"Abnormal is the new normal," said a climate change expert.
Climate change on Earth has reached another all time record: the month of May is the hottest recorded month, according to the premiere space agency in the U.S., NASA.
According to NASA, May's temperature broke global records, including the Arctic which has survived abnormal amount of heat causing the Greenland ice sheet to melt in unusually faster speed, while Alaska also broke its record by a huge margin. The same trend was experienced worldwide including Finland.
"The state of the climate so far this year gives us much cause for alarm," said David Carlson, director of Geneva's World Climate Research Programme, in a press release published by Phys.org.
Parts of the world experienced the worst El Nino phenomena causing drought in agriculturally-dependent nations such as the Philippines. In Australia, 53 percent of the population experienced the warmest autumn in history.
NASA's Goddard Institute for Space Studies and its World Climate Research Programme studied satellite records of the Arctic Sea Ice. The data revealed that this May 2016, the sparsest sea ice coverage was observed. The snow started melting in Barrow Alaska on May 13 and it is the earliest annual retreat in coverage recorded in a span of 78 years, according to a report by Aljazeera.
In Greenland, Nuuk experienced a recorded 24.8 degrees Celsius. Experts say that the carbon dioxide emissions contribute to the extreme weather trend. Since the last El Nino in 1998, carbon emissions have increased by 25 percent causing a hotter temperature on Earth. If the trend doesn't stop, the world should expect an even hotter temperature records in the future.
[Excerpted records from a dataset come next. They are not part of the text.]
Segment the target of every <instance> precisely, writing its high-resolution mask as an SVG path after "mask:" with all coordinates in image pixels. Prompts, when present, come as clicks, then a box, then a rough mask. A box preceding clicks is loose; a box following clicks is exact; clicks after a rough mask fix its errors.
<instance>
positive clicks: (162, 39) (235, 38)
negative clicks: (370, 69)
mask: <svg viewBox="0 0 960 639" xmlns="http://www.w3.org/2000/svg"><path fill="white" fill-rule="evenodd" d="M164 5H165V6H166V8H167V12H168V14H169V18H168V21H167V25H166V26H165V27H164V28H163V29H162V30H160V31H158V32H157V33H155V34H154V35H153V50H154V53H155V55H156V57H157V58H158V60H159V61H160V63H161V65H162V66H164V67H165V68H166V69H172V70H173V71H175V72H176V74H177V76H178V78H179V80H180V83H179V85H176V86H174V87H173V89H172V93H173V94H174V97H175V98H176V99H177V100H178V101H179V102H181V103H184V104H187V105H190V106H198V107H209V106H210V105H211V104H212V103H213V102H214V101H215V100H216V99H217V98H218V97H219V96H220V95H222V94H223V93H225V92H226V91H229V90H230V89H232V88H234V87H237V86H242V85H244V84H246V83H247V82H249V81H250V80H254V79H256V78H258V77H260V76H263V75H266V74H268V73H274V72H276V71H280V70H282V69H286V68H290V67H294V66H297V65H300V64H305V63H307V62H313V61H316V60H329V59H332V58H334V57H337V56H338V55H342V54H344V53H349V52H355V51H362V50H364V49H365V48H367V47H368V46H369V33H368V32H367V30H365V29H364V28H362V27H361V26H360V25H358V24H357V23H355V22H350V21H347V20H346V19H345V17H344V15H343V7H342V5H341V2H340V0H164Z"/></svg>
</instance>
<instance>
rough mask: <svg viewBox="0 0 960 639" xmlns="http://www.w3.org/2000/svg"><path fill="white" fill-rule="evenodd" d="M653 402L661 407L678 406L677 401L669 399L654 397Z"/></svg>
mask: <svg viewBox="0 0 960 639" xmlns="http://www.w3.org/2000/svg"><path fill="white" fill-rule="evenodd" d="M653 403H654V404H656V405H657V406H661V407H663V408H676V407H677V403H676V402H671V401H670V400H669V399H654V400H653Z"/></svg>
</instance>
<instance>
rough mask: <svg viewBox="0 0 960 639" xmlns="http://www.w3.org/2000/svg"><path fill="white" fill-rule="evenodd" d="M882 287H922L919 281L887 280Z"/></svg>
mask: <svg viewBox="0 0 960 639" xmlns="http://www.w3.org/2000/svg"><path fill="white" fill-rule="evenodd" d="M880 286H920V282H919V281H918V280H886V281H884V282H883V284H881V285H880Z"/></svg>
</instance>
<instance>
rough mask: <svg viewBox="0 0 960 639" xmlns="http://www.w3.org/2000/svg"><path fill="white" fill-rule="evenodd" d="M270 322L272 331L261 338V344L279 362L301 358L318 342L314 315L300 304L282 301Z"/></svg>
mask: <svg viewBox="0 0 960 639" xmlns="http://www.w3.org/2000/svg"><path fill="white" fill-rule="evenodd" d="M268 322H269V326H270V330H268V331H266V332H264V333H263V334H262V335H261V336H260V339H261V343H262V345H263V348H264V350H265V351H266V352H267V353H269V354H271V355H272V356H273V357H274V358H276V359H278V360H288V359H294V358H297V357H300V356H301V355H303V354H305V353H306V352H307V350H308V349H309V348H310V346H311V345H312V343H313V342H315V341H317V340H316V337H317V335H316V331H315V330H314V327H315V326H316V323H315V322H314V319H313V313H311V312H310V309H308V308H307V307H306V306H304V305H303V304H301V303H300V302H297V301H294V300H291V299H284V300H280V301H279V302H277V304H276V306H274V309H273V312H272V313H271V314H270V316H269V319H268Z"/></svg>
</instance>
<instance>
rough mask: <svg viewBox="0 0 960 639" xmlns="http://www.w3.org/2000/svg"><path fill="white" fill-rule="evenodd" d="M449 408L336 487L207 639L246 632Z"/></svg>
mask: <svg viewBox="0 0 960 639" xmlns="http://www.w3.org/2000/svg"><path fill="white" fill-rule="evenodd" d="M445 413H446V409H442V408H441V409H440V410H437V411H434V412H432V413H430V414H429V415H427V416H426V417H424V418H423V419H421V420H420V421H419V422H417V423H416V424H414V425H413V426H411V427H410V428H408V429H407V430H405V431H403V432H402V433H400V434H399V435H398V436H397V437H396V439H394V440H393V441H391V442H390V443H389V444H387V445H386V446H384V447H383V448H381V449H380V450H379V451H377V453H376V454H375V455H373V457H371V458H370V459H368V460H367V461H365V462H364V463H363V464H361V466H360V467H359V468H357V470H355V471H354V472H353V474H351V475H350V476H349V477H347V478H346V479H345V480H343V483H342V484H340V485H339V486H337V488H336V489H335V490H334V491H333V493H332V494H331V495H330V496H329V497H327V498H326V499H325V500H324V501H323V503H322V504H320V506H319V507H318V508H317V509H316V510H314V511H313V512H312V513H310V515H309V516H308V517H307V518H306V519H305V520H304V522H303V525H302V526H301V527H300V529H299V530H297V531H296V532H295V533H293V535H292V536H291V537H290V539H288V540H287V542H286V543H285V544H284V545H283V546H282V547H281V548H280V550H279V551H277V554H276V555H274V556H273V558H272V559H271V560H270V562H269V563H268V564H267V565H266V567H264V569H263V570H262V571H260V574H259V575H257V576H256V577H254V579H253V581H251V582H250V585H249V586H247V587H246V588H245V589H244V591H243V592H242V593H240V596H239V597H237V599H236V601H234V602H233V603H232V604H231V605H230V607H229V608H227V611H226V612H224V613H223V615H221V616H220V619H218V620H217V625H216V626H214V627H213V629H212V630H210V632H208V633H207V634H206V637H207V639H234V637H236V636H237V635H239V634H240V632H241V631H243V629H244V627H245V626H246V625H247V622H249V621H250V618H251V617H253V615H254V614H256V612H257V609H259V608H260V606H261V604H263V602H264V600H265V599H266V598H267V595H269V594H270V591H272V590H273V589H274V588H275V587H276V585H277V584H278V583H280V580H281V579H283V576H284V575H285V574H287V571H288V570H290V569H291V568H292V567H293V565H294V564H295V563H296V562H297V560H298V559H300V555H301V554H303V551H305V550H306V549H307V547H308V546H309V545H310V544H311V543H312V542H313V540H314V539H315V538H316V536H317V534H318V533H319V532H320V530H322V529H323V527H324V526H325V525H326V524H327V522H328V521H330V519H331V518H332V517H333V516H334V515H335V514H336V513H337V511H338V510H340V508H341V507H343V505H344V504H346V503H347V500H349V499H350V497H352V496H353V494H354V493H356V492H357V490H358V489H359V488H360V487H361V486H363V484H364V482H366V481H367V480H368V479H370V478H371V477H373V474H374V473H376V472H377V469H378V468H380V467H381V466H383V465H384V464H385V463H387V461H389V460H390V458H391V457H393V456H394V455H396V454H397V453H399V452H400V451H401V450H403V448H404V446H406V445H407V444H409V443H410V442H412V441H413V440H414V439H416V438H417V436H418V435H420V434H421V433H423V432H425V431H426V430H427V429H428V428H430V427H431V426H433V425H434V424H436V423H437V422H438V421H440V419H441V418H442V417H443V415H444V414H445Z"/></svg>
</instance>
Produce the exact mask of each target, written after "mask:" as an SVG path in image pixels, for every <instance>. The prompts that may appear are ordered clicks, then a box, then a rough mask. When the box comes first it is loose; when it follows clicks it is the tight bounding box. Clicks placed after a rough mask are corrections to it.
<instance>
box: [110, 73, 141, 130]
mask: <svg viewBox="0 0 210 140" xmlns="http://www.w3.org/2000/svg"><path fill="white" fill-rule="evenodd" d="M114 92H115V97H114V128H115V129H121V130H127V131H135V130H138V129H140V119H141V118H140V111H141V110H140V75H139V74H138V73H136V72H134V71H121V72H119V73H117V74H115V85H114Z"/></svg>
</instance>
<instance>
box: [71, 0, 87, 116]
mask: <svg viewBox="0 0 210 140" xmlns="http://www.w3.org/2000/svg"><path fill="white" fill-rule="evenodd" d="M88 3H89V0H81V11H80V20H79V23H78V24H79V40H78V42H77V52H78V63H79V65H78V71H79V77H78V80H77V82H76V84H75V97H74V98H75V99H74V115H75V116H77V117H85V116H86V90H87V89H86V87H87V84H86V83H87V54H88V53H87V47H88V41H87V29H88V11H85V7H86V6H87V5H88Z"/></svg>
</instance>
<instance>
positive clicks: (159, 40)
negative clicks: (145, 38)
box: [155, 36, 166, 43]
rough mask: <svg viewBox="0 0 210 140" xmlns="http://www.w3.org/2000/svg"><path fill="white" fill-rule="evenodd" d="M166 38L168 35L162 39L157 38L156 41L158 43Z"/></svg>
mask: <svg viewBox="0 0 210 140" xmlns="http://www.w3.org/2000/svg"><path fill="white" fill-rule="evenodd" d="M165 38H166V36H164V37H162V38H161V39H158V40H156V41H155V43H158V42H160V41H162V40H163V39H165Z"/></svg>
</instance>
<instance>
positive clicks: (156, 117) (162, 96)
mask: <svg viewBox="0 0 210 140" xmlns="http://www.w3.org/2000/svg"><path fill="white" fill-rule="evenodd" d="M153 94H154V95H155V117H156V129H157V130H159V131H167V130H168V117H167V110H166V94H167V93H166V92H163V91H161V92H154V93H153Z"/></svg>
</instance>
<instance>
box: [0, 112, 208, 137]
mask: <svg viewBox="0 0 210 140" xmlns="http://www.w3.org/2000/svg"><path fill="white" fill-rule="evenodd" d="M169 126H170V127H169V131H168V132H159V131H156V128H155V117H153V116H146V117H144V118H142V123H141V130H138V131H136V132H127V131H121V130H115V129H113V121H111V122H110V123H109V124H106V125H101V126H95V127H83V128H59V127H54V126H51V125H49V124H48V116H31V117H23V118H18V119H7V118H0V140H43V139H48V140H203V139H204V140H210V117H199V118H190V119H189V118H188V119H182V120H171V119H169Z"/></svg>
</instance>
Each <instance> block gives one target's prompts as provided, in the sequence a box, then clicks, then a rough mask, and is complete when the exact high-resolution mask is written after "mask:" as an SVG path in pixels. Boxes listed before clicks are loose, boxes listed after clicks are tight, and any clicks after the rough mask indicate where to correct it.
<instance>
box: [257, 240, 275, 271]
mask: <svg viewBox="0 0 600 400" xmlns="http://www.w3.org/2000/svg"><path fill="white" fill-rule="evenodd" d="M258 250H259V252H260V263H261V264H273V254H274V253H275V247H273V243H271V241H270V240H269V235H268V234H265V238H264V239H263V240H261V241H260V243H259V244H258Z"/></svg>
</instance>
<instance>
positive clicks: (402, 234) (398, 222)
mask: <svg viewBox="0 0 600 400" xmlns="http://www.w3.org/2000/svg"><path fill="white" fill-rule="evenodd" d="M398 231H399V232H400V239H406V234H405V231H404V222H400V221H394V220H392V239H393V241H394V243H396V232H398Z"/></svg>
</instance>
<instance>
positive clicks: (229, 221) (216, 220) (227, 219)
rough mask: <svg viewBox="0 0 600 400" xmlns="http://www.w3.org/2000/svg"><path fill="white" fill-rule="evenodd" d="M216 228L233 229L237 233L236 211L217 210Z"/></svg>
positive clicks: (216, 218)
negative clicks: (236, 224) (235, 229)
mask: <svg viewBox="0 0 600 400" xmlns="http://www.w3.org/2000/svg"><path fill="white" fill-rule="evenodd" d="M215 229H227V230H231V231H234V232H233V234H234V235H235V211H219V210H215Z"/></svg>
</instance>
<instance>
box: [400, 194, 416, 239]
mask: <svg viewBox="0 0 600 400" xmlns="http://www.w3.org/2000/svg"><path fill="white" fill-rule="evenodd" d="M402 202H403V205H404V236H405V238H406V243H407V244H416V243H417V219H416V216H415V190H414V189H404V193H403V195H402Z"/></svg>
Experts also believe that the abnormal climate conditions are not only due to El Nino but also from other factors as well. "Exceptionally high temperatures. Ice melts rates in March and May that we don't normally see until July. Once-in-a-generation rainfall events. The super El Nino is only partly to blame," Carlson said in another interview with Economic Times.
The World Meteorological Organization also believes that one of the factors responsible for the worsening climate conditions are the green house gasses present in the atmosphere.
NASA satellite's observation of ice sheets on Earth is approximately 600,000 square kilometers below the all time record of 38 years.